Friday, April 28, 2006

A bit of armchair philosophy on vengeance, love and truth.


Brung up, as I was, a good (though often puzzled and resentful) Roman Catholic, and having since eschewed religion as being rather silly really (though a great comfort to many believers), there are one or two things I was taught which still seem to make sense in the real world.
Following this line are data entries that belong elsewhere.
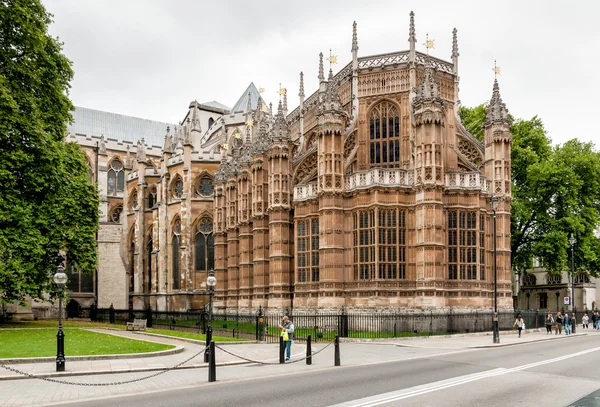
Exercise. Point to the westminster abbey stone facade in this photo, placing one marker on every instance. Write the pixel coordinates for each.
(370, 195)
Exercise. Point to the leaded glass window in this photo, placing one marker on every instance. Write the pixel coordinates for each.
(115, 215)
(205, 186)
(204, 245)
(384, 135)
(178, 188)
(152, 198)
(364, 245)
(462, 246)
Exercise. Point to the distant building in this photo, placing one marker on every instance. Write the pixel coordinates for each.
(370, 194)
(538, 289)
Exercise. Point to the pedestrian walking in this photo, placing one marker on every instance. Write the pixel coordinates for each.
(567, 324)
(558, 325)
(287, 331)
(549, 323)
(519, 323)
(584, 321)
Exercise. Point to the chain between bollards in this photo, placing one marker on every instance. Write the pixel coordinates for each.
(207, 343)
(308, 350)
(212, 364)
(281, 350)
(336, 352)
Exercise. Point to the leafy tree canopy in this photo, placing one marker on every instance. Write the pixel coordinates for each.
(47, 203)
(556, 193)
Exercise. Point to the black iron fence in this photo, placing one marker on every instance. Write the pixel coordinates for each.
(324, 326)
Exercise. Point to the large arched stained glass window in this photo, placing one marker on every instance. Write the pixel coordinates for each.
(384, 135)
(116, 177)
(204, 244)
(176, 261)
(149, 249)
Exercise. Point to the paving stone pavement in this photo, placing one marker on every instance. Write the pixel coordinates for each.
(38, 392)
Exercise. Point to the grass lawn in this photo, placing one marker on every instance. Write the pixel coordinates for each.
(24, 343)
(191, 335)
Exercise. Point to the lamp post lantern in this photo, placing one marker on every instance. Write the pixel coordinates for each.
(211, 282)
(60, 278)
(495, 328)
(572, 302)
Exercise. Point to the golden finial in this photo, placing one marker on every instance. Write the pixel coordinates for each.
(281, 92)
(332, 58)
(496, 70)
(429, 43)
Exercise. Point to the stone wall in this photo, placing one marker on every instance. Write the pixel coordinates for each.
(112, 275)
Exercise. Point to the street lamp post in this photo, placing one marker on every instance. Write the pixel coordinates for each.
(211, 282)
(496, 329)
(60, 278)
(572, 242)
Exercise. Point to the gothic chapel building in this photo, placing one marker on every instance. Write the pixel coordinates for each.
(371, 194)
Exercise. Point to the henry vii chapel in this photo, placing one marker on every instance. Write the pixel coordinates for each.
(371, 195)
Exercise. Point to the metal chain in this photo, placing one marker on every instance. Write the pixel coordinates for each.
(48, 379)
(274, 363)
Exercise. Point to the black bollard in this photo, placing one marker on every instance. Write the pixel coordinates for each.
(212, 364)
(336, 353)
(208, 341)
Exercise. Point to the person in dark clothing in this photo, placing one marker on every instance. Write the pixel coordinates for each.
(287, 329)
(549, 323)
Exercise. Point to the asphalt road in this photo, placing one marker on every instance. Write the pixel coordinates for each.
(554, 373)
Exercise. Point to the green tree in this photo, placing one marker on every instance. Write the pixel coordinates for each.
(47, 203)
(556, 193)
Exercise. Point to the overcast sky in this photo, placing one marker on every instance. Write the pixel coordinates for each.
(150, 58)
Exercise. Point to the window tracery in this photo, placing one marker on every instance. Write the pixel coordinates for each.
(177, 188)
(307, 245)
(175, 253)
(115, 214)
(462, 246)
(152, 197)
(116, 177)
(204, 244)
(205, 186)
(384, 135)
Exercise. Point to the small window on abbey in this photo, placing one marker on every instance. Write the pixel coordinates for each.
(384, 135)
(116, 177)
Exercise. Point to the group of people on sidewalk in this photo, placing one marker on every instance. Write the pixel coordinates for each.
(562, 321)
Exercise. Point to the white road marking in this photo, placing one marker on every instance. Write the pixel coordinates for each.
(444, 384)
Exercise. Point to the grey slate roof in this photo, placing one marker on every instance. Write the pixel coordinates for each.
(116, 126)
(242, 104)
(216, 105)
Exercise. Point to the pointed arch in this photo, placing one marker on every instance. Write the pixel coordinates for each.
(176, 187)
(204, 185)
(204, 244)
(115, 176)
(131, 241)
(151, 197)
(149, 253)
(176, 261)
(384, 134)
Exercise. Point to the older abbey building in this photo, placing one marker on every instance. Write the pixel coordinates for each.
(371, 194)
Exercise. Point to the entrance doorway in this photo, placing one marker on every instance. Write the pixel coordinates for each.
(543, 301)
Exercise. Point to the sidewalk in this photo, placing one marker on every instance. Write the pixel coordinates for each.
(192, 357)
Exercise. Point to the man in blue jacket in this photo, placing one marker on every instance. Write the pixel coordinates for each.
(288, 326)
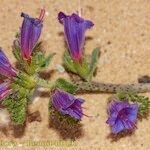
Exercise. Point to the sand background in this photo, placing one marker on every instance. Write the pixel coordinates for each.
(122, 30)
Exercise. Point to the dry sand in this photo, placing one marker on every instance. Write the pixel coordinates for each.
(122, 30)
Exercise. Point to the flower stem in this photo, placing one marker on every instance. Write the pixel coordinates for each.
(45, 83)
(111, 88)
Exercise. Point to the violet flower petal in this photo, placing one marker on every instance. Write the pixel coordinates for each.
(74, 28)
(6, 68)
(30, 33)
(67, 104)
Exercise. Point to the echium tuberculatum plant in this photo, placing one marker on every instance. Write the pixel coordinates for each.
(18, 85)
(124, 110)
(75, 59)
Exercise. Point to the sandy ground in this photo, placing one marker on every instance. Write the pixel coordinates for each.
(122, 30)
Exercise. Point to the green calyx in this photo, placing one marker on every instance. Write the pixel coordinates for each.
(84, 69)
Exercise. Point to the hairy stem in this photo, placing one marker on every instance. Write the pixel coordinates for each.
(45, 83)
(111, 88)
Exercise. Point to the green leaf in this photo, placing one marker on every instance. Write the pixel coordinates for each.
(54, 114)
(68, 62)
(143, 102)
(17, 51)
(94, 59)
(16, 104)
(65, 85)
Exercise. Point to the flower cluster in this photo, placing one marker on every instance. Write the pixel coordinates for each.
(122, 116)
(17, 85)
(7, 73)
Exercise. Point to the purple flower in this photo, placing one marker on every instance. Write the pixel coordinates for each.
(6, 68)
(122, 116)
(30, 33)
(67, 104)
(74, 28)
(4, 90)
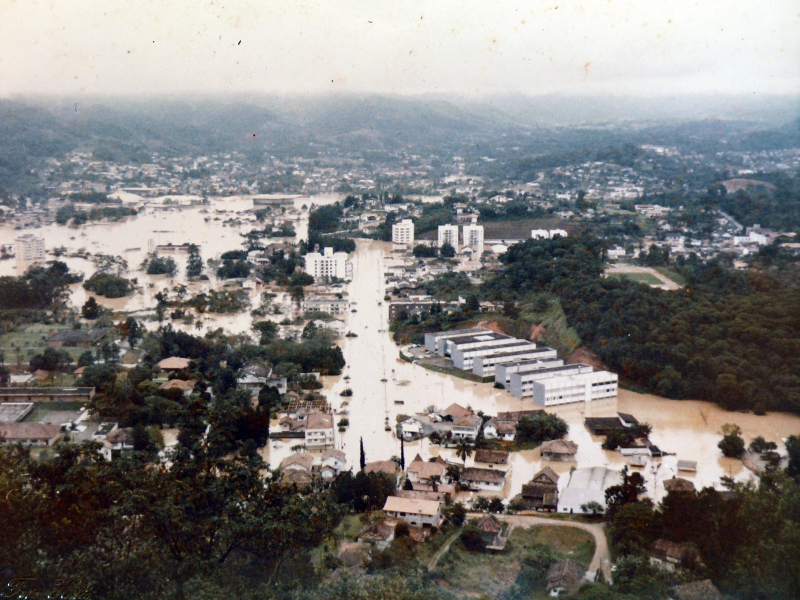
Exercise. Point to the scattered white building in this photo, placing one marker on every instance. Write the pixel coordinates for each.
(319, 430)
(329, 303)
(29, 248)
(544, 234)
(403, 232)
(448, 234)
(587, 485)
(328, 265)
(616, 252)
(467, 428)
(410, 429)
(473, 237)
(415, 512)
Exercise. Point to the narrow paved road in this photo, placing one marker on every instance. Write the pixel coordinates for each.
(601, 559)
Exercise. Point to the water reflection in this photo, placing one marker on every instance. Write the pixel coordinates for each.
(385, 386)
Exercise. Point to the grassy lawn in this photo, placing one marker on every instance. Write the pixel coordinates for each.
(477, 573)
(346, 530)
(40, 409)
(454, 372)
(670, 274)
(30, 336)
(32, 339)
(645, 278)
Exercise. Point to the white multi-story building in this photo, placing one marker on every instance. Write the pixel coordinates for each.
(403, 232)
(329, 303)
(539, 234)
(566, 384)
(329, 264)
(473, 237)
(448, 234)
(319, 430)
(29, 247)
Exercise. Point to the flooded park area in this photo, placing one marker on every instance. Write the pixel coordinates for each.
(383, 385)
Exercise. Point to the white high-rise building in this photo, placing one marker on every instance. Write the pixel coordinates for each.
(329, 264)
(29, 247)
(449, 234)
(473, 237)
(403, 232)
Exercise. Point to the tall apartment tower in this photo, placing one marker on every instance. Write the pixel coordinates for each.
(449, 234)
(473, 237)
(29, 248)
(403, 232)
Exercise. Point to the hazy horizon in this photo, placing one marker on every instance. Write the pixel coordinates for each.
(618, 48)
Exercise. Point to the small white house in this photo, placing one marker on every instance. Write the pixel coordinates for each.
(411, 429)
(333, 462)
(319, 430)
(467, 428)
(415, 512)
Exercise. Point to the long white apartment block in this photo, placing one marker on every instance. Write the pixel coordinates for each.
(486, 366)
(521, 384)
(465, 358)
(568, 389)
(485, 339)
(403, 232)
(473, 237)
(434, 340)
(449, 234)
(504, 371)
(329, 264)
(29, 247)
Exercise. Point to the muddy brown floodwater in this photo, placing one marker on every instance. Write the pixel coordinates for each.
(380, 380)
(385, 386)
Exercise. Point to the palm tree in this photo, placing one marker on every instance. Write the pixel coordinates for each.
(453, 473)
(464, 450)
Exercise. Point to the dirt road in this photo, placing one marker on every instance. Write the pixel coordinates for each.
(666, 282)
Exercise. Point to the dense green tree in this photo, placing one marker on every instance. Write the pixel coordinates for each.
(541, 427)
(194, 264)
(731, 444)
(793, 452)
(91, 309)
(267, 331)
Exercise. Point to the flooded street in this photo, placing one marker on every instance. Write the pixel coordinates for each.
(690, 429)
(383, 385)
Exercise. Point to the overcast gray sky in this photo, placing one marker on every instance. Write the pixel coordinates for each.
(636, 47)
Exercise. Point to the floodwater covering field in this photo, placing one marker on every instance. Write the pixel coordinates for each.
(385, 386)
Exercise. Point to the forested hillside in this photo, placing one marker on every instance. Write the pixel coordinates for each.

1. Vengeance is mine said the lord. To start with, this has a splendid ring about it and is therefore easy to remember. And though I don’t believe in the lord, I’m quite certain vengeance isn’t mine. In fact I don’t hold with it at all. I think vengeance leads to feuds and star-crossed lovers and broken friendships and destroyed families. Sad confused children. Bitter, lonely, old people. And of course war. So it’s a bad thing. An eye for an eye sounds nice and simple but seems to lead inevitably to the loss of more eyes than the human race can stand to lose, and to very little gain.

2. Love thy neighbour as thyself. Since myself is a creature I sometimes quite like and sometime loathe and despise this is easy.
Obviously this means something along the lines of providing tea, lifts and a friendly ear as required as well as Aid, helicopters and refuge. But also it seems to me to mean exercise tolerance, root out bigotry and stamp on prejudice….no no no, not theirs - mine, yours, ours. Something about digging out the mote in your own eye first.
3. Truth. (I can’t remember any suitably ringing biblical quotes on this one but it’s a good, strong, word anyway)
I don’t say we should always tell it but I think we should always know if we are telling it or whether we are in fact embroidering a bit. Whether we missed a bit out. Whether we coloured it to show a slightly different picture than we really saw. Should try and know what we are trying to do with it.
We should be really careful of saying this is how it really was because frankly, people aren’t very good at remembering how it really was. They aren’t good at counting the number of people they saw or recognising the faces they saw. They get colours wrong and if they see two things moving in opposite directions they don’t always know which one was going faster so they choose on the basis of what they think will fit and any optical illusions that happen to have been in the way at the time.
We are not accurate.
Which is fine as long as we don’t say he hit her I saw it all!!!! When in fact she hit him but we didn’t think that could be right. Or, the big one threw the little one down and beat him up, when in fact the little one nutted the big one in the balls and then the big one fell over on top of the little one, squashing him flat. Or (in my case), Mummy, Daddy, it was an enormous spider with a hundred legs (scream) when in fact it was a tiny mouse with four legs (and a tail which I missed completely).

Truth is an absolute requirement for digging motes out of prejudiced eyes and once motes have been dug out, vengeance may look less appealing. Of course it all could work in reverse if you dig randomly at motes without being truthful. Or, if the truth is so awful that it leads to instant undying prejudice and a burning desire for vengeance.

I can’t for the life of me remember why I started on this one but I’ve enjoyed it. It has some of the best qualities of a really satisfying horoscope, being quite non-specific but applicable to all kinds of situations and at the same time having bits which people can pick out and say Oh yes or Oh no and provide interesting specific reasons why they think that.

5 comments:

At 4:22 AM, Blogger Kyahgirl said...

Brilliant-seriously. I would like to join the church of Mig.

have a great weekend :-)

 
At 10:51 PM, Blogger mig bardsley said...

The collecting box will be coming round during the....er what comes next?

 
At 4:54 PM, Blogger LeeAnn said...

AAHHH, proof that we "mature" ladies can still THINK.
And, I love your pictures too.

 
At 11:10 PM, Blogger concerned citizen said...

Wow Mig, I didn't know you were so deep.

 
At 9:36 PM, Blogger mig bardsley said...

Well I do like a bit of thinking now and then Leeann!

Lt, every so often I like to dig a hole in the shallows and see what comes up:)

Ooh I love that quote DCI! One of those instances of silliness that flummoxed me as a small, literal-minded Catholic!